ALI患者へのβ2刺激薬は臨床アウトカムを改善させない

AJRCCMから、β2刺激薬をALIの患者に投与する意義についての報告。
このデータでは、有用性は実証されなかった。

Randomized, Placebo-controlled Clinical Trial of an Aerosolized β2-Agonist for Treatment of Acute Lung Injury
American Journal of Respiratory and Critical Care Medicine Vol 184. pp. 561-568, (2011)


背景:
 β2刺激薬は、肺水腫の寛解を促進するとされている。

目的:
 このスタディは、エアロゾル化したβ2刺激薬であるアルブテロールが
 ALIの患者のアウトカムを改善させるかどうか検証したものである。

方法:
 われわれは、多施設共同プラセボ対照臨床試験を
 ALIで人工呼吸管理を受けている282人の患者にたいして
 おこなった。

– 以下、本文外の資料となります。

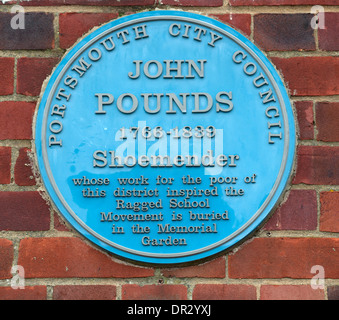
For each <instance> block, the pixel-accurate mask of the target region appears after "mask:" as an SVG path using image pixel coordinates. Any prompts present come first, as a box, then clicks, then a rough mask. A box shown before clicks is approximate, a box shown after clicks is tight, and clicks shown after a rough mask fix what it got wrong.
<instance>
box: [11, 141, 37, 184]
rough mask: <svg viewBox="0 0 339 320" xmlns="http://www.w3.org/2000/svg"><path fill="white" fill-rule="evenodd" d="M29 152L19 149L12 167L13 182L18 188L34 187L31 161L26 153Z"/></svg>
mask: <svg viewBox="0 0 339 320" xmlns="http://www.w3.org/2000/svg"><path fill="white" fill-rule="evenodd" d="M29 152H31V150H30V149H28V148H21V149H20V150H19V156H18V159H17V160H16V163H15V167H14V180H15V183H16V184H17V185H18V186H34V185H35V179H34V175H33V172H32V167H31V160H30V158H29V156H28V153H29Z"/></svg>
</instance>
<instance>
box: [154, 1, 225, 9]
mask: <svg viewBox="0 0 339 320" xmlns="http://www.w3.org/2000/svg"><path fill="white" fill-rule="evenodd" d="M160 3H161V4H165V5H170V6H189V7H221V6H222V5H223V0H161V2H160Z"/></svg>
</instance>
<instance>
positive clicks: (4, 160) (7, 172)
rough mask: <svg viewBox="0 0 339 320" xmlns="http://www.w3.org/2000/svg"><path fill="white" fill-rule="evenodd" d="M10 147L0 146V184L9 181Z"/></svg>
mask: <svg viewBox="0 0 339 320" xmlns="http://www.w3.org/2000/svg"><path fill="white" fill-rule="evenodd" d="M11 159H12V149H11V148H10V147H0V184H9V183H11Z"/></svg>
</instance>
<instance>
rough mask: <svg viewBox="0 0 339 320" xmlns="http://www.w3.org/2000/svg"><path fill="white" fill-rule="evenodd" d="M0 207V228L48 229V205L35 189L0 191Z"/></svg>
mask: <svg viewBox="0 0 339 320" xmlns="http://www.w3.org/2000/svg"><path fill="white" fill-rule="evenodd" d="M0 208H1V209H0V230H15V231H41V230H49V223H50V213H49V207H48V205H47V204H46V201H45V200H44V199H42V198H41V196H40V194H39V193H38V192H36V191H18V192H14V191H8V192H0Z"/></svg>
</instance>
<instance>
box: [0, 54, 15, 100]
mask: <svg viewBox="0 0 339 320" xmlns="http://www.w3.org/2000/svg"><path fill="white" fill-rule="evenodd" d="M0 74H1V78H0V96H6V95H10V94H13V92H14V58H0Z"/></svg>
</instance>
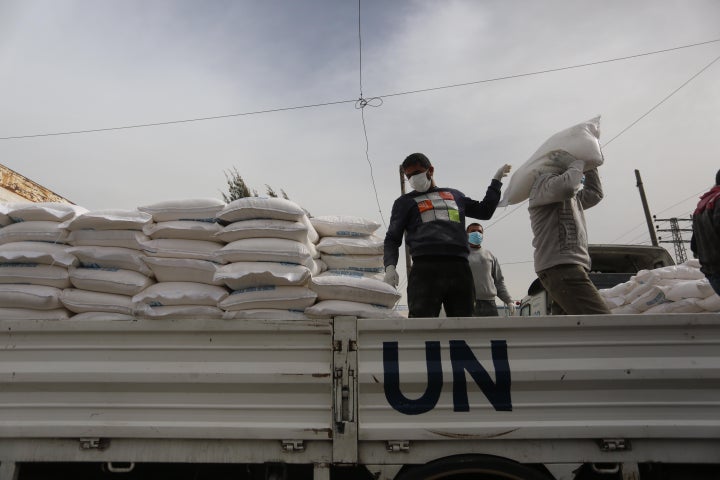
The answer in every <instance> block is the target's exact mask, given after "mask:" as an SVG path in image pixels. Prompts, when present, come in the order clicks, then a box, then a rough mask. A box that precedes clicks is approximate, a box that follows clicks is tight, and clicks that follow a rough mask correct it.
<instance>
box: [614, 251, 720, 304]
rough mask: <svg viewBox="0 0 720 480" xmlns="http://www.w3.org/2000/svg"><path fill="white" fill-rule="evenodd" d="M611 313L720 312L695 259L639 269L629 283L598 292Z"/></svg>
mask: <svg viewBox="0 0 720 480" xmlns="http://www.w3.org/2000/svg"><path fill="white" fill-rule="evenodd" d="M600 295H602V297H603V298H604V299H605V303H606V304H607V305H608V307H609V308H610V310H611V312H612V313H616V314H639V313H642V314H653V313H702V312H720V296H718V295H717V294H716V293H715V292H714V291H713V289H712V287H711V286H710V283H709V282H708V280H707V279H706V278H705V275H703V273H702V272H701V271H700V265H699V263H698V261H697V260H689V261H687V262H685V263H682V264H680V265H671V266H667V267H661V268H656V269H654V270H641V271H640V272H638V273H637V275H635V276H633V277H631V278H630V280H629V281H627V282H625V283H621V284H619V285H616V286H614V287H612V288H608V289H603V290H600Z"/></svg>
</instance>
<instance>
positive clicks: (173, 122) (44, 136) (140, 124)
mask: <svg viewBox="0 0 720 480" xmlns="http://www.w3.org/2000/svg"><path fill="white" fill-rule="evenodd" d="M356 101H357V100H355V99H353V100H337V101H334V102H324V103H315V104H311V105H300V106H295V107H281V108H271V109H267V110H257V111H254V112H243V113H231V114H228V115H216V116H212V117H199V118H188V119H185V120H168V121H166V122H155V123H141V124H137V125H125V126H122V127H107V128H93V129H88V130H73V131H69V132H53V133H36V134H33V135H16V136H11V137H0V140H14V139H20V138H35V137H51V136H55V135H74V134H78V133H96V132H108V131H111V130H127V129H130V128H144V127H157V126H160V125H173V124H176V123H190V122H201V121H204V120H218V119H220V118H230V117H243V116H248V115H259V114H261V113H274V112H284V111H288V110H300V109H303V108H315V107H327V106H329V105H339V104H342V103H355V102H356Z"/></svg>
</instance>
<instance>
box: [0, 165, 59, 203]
mask: <svg viewBox="0 0 720 480" xmlns="http://www.w3.org/2000/svg"><path fill="white" fill-rule="evenodd" d="M0 202H34V203H40V202H61V203H73V202H71V201H70V200H68V199H66V198H63V197H61V196H60V195H58V194H57V193H55V192H53V191H51V190H49V189H47V188H45V187H43V186H42V185H40V184H38V183H35V182H33V181H32V180H30V179H29V178H27V177H25V176H23V175H21V174H19V173H17V172H16V171H14V170H11V169H9V168H7V167H6V166H4V165H0Z"/></svg>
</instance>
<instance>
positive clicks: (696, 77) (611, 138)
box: [489, 47, 720, 237]
mask: <svg viewBox="0 0 720 480" xmlns="http://www.w3.org/2000/svg"><path fill="white" fill-rule="evenodd" d="M681 48H682V47H681ZM718 60H720V56H718V57H715V59H714V60H713V61H711V62H710V63H708V64H707V65H705V66H704V67H703V68H701V69H700V71H698V72H697V73H695V74H694V75H693V76H692V77H690V78H689V79H688V80H686V81H685V82H684V83H683V84H682V85H680V86H679V87H678V88H676V89H675V90H673V91H672V92H671V93H670V94H669V95H667V96H666V97H665V98H663V99H662V100H661V101H659V102H658V103H656V104H655V105H654V106H653V107H652V108H650V110H648V111H647V112H645V113H644V114H643V115H641V116H640V117H639V118H638V119H637V120H635V121H634V122H632V123H631V124H630V125H628V126H627V127H625V128H624V129H623V130H622V131H621V132H620V133H618V134H617V135H615V136H614V137H613V138H611V139H610V140H608V141H607V142H606V143H605V144H604V145H602V147H603V148H604V147H606V146H607V145H608V144H609V143H610V142H612V141H613V140H615V139H616V138H618V137H619V136H620V135H622V134H623V133H625V132H627V131H628V130H630V128H632V127H633V126H634V125H636V124H637V123H638V122H640V120H642V119H643V118H645V117H647V116H648V115H649V114H650V113H651V112H653V111H654V110H655V109H657V108H658V107H659V106H660V105H662V104H663V103H665V102H666V101H667V100H669V99H670V97H672V96H673V95H675V94H676V93H677V92H679V91H680V90H681V89H682V88H683V87H685V86H686V85H687V84H689V83H690V82H691V81H693V80H694V79H695V78H697V77H698V76H699V75H701V74H702V73H703V72H705V70H707V69H708V68H710V66H712V65H713V64H714V63H715V62H717V61H718ZM700 193H702V192H700ZM695 195H697V194H695ZM689 198H691V197H688V198H686V199H685V200H688V199H689ZM685 200H681V201H680V202H678V203H676V204H675V205H678V204H679V203H682V202H684V201H685ZM526 201H527V200H526ZM524 203H525V202H523V203H521V204H520V205H518V206H517V207H516V208H514V209H513V210H512V211H510V212H508V213H507V214H505V215H503V216H502V217H500V218H498V219H497V220H496V221H495V222H493V223H492V224H490V225H489V226H492V225H494V224H496V223H498V222H499V221H500V220H503V219H504V218H506V217H508V216H510V215H512V214H513V213H514V212H515V211H516V210H517V209H518V208H520V206H521V205H523V204H524ZM675 205H672V206H670V207H668V208H667V209H666V210H669V209H670V208H672V207H674V206H675ZM663 211H665V210H663ZM659 213H662V212H659ZM622 236H623V235H621V237H622Z"/></svg>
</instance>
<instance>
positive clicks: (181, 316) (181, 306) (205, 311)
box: [135, 304, 223, 319]
mask: <svg viewBox="0 0 720 480" xmlns="http://www.w3.org/2000/svg"><path fill="white" fill-rule="evenodd" d="M135 315H136V316H138V317H141V318H218V319H219V318H222V315H223V311H222V310H220V309H219V308H218V307H213V306H212V305H168V306H162V307H152V306H150V305H143V304H141V305H137V306H136V308H135Z"/></svg>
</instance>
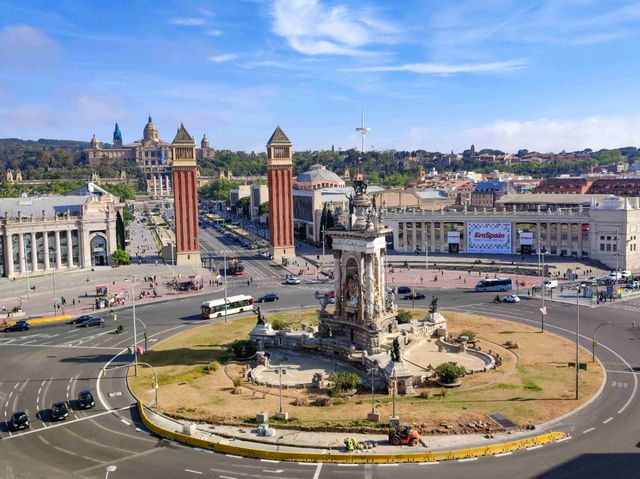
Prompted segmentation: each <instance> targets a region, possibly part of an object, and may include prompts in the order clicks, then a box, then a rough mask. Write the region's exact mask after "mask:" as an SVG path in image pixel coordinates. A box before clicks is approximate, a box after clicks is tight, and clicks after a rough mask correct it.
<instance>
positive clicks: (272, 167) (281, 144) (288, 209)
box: [267, 126, 296, 261]
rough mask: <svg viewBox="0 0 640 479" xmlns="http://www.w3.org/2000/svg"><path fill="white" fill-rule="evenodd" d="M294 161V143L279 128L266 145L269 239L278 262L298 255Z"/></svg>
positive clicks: (281, 130)
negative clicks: (295, 210)
mask: <svg viewBox="0 0 640 479" xmlns="http://www.w3.org/2000/svg"><path fill="white" fill-rule="evenodd" d="M292 170H293V159H292V153H291V142H290V141H289V138H287V135H285V134H284V132H283V131H282V130H281V129H280V127H279V126H278V127H277V128H276V129H275V131H274V132H273V135H271V138H269V141H268V143H267V184H268V185H269V237H270V239H271V255H272V257H273V259H274V260H275V261H281V260H282V258H283V257H286V258H289V259H292V258H294V257H295V255H296V250H295V243H294V240H293V179H292V173H293V171H292Z"/></svg>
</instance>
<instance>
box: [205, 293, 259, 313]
mask: <svg viewBox="0 0 640 479" xmlns="http://www.w3.org/2000/svg"><path fill="white" fill-rule="evenodd" d="M200 309H201V314H200V316H201V317H202V319H210V318H221V317H222V316H224V310H225V305H224V298H220V299H214V300H212V301H205V302H204V303H202V306H201V308H200ZM226 309H227V315H229V314H235V313H242V312H244V311H251V310H253V297H252V296H247V295H245V294H240V295H238V296H229V297H228V298H227V308H226Z"/></svg>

彼らは、5mgのアルブテロール群と生食プラセボの吸入に
 ランダムに割りつけられ、4時間ごとに10日まで吸入を続けた。
 プライマリアウトカムは、人工呼吸器非装着日数とした。

結果:
 人工呼吸器非装着日数は、アルブテロール群とプラセボ群で有意に
 差はなかった(means 14.4 v 16.6 d; 95%CI–4.7 to 0.3 d; P=.087)。
 退院前の死亡率についても有意にさはなかった
 (23.0 and 17.7%; 95%CI –4.0 to 14.7%; P = 0.30)。
 ランダム化前のショックであった患者のサブセットでは、アルブテロール群に
 おいて人工呼吸器非装着日数は有意に低かったが、死亡率は変わらなかった。
 心拍数は、アルブテロール群のほうがランダム化2日目において
 おおよそ4beats/min高かった。不整脈については差はなかった。

結論:
 エアロゾル化したアルブテロールは、ALIの臨床アウトカムを改善させない。
 ルーチンな使用については推奨されない。